Even when tests could catch this, they require a different shape—negative or adversarial tests:
$this->assertFalse(
$results->contains(fn ($r) => $r->tenant_id !== $tenantA->id)
);
These tests are:
- harder to think of
- feel redundant
- don’t map cleanly to a single feature
- easy to skip under time pressure
And critically, they rely on everyone remembering to write them everywhere.
This happens far beyond multi-tenancy
Once you start looking for this pattern, it shows up constantly.

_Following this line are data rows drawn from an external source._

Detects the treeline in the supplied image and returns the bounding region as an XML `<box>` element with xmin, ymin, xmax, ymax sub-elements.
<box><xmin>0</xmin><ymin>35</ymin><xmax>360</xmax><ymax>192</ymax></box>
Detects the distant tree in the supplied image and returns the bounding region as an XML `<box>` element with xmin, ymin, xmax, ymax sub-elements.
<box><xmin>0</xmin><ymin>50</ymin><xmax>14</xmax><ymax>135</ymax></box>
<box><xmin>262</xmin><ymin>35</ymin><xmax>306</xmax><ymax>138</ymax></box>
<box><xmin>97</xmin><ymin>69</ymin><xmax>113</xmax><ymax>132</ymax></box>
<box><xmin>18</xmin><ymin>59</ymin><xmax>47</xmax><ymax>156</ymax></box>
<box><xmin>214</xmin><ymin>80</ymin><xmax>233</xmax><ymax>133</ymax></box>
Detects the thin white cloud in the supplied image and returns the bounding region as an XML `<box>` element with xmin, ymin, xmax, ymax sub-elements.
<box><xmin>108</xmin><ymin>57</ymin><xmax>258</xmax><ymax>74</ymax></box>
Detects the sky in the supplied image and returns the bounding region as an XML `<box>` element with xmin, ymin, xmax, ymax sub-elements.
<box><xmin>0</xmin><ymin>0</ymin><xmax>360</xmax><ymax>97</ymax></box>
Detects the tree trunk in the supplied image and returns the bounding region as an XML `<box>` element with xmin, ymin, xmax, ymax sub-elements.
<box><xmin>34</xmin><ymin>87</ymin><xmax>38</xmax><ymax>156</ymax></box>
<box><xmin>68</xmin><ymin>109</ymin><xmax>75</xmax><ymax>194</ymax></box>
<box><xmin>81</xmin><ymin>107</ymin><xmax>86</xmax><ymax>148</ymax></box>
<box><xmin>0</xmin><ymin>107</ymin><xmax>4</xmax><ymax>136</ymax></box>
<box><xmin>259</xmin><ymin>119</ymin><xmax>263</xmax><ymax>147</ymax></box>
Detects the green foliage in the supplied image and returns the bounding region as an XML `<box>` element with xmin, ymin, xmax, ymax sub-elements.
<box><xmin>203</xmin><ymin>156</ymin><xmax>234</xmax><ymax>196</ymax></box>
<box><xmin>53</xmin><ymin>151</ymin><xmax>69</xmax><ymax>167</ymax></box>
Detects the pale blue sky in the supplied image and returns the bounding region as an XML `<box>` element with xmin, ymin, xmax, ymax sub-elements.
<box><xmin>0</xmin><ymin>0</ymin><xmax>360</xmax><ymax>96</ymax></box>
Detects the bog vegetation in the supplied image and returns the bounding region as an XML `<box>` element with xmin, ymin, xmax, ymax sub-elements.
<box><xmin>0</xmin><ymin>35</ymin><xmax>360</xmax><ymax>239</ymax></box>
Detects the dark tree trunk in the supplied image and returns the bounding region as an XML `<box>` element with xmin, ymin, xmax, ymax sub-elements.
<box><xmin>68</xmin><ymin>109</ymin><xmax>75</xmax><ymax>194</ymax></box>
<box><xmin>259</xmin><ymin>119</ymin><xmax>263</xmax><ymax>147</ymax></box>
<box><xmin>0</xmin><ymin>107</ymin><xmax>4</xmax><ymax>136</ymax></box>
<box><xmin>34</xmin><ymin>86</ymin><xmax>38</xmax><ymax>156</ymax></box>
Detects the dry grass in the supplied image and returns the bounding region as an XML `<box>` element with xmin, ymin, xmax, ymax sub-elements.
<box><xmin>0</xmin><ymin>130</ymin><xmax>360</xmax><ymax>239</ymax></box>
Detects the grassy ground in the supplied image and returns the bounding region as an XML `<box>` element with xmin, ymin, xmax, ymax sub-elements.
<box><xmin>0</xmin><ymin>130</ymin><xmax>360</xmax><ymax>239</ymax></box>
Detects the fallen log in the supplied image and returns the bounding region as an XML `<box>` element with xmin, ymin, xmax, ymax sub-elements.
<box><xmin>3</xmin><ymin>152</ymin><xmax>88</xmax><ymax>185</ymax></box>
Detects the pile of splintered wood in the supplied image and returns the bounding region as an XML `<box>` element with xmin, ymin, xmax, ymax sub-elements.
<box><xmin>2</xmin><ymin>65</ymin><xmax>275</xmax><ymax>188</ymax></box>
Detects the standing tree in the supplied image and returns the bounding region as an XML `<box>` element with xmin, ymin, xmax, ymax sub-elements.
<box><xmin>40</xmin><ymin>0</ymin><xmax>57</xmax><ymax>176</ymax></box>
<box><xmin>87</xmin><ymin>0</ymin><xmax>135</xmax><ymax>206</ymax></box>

Authorization and ownership
Invariant: “Only owners can do this.”
Exceptions:
- admins
- support tools
- migrations
- background jobs
Failure mode:
- a new code path skips the check
- tests pass because the fixture user is always authorized
Soft deletes and archival rules
Invariant: “Deleted records are invisible.”
Exceptions:
- reporting
- audits
- restores
Failure mode:
- deleted records accidentally reappear
- tests don’t include mixed record states
Feature flags and rollouts
Invariant: “This behavior is gated.”
Exceptions:
- internal users
- canary customers
- backfills
Failure mode:
- the flag is removed or assumed always-on
- tests pass because the flag defaults to true
Performance and safety constraints
Invariant: “This query is bounded.”
Exceptions:
- exports
- admin dashboards
- debugging
Failure mode:
- unbounded queries in production
- tests pass because datasets are small
Nothing breaks. That’s the problem.
Most of these failures aren’t caused by bad engineers or missing tests.
They’re caused by this:
The system allows critical assumptions to disappear without making noise.
When that happens, developers reasonably trust the system they’re working in.
Why “just write better tests” isn’t enough
Negative tests help. They’re real. They matter.
But they don’t solve the underlying issue, which is institutional memory.
Invariants tend to live:
- in abstractions
- in conventions
- in documentation
- in people’s heads
And people constantly bypass guardrails for good reasons.
That’s normal software evolution—not negligence.
So is this actually a major problem?
Not in frequency.
In impact.
These bugs are:
- low-frequency
- high-impact
- silent
- often discovered late, or externally
They don’t page you.
They don’t break builds.
They don’t show up in metrics.
They quietly change what the system allows.
A possible direction (still speculative)
I don’t yet have a strong opinion on what the right solution looks like.
But I keep coming back to this idea: these bugs are about intent, not syntax.
The system doesn’t know that:
- tenant isolation is supposed to hold here
- authorization is supposed to be enforced there
- this query was only ever meant to run in an admin context
Those expectations are implicit.
That’s exactly where traditional tools struggle:
- linters are rigid
- static analysis needs explicit rules
- tests arrive too late
This feels like an area where large language models might help—not by writing code, but by reviewing code against a clear specification.
Imagine:
- a short, explicit description of an invariant
- a few concrete examples
- and a tool that runs before code is committed and asks:
“Given this specification, does this change violate an assumption the system relies on?”
The goal wouldn’t be perfection.
It would be early signal.
A nudge that says:
“This looks like it might bypass a guardrail you probably didn’t mean to remove.”
Whether LLMs are actually the right mechanism here is still an open question.
But the shape of the problem—clear requirements, clear examples, abstract code review—at least aligns with what they’re good at.
Closing thought
I don’t think the answer is simply “write more tests.”
Negative tests help, but they rely on remembering to write them everywhere.
What feels missing is a way for the system itself to notice when one of its assumptions quietly stops being enforced.
Some of the most dangerous bugs aren’t caused by code doing the wrong thing.
They’re caused by code silently stopping doing something you forgot it was doing.
Those are the “you don’t know what you don’t know” bugs.
And I suspect we don’t have great tools for them yet.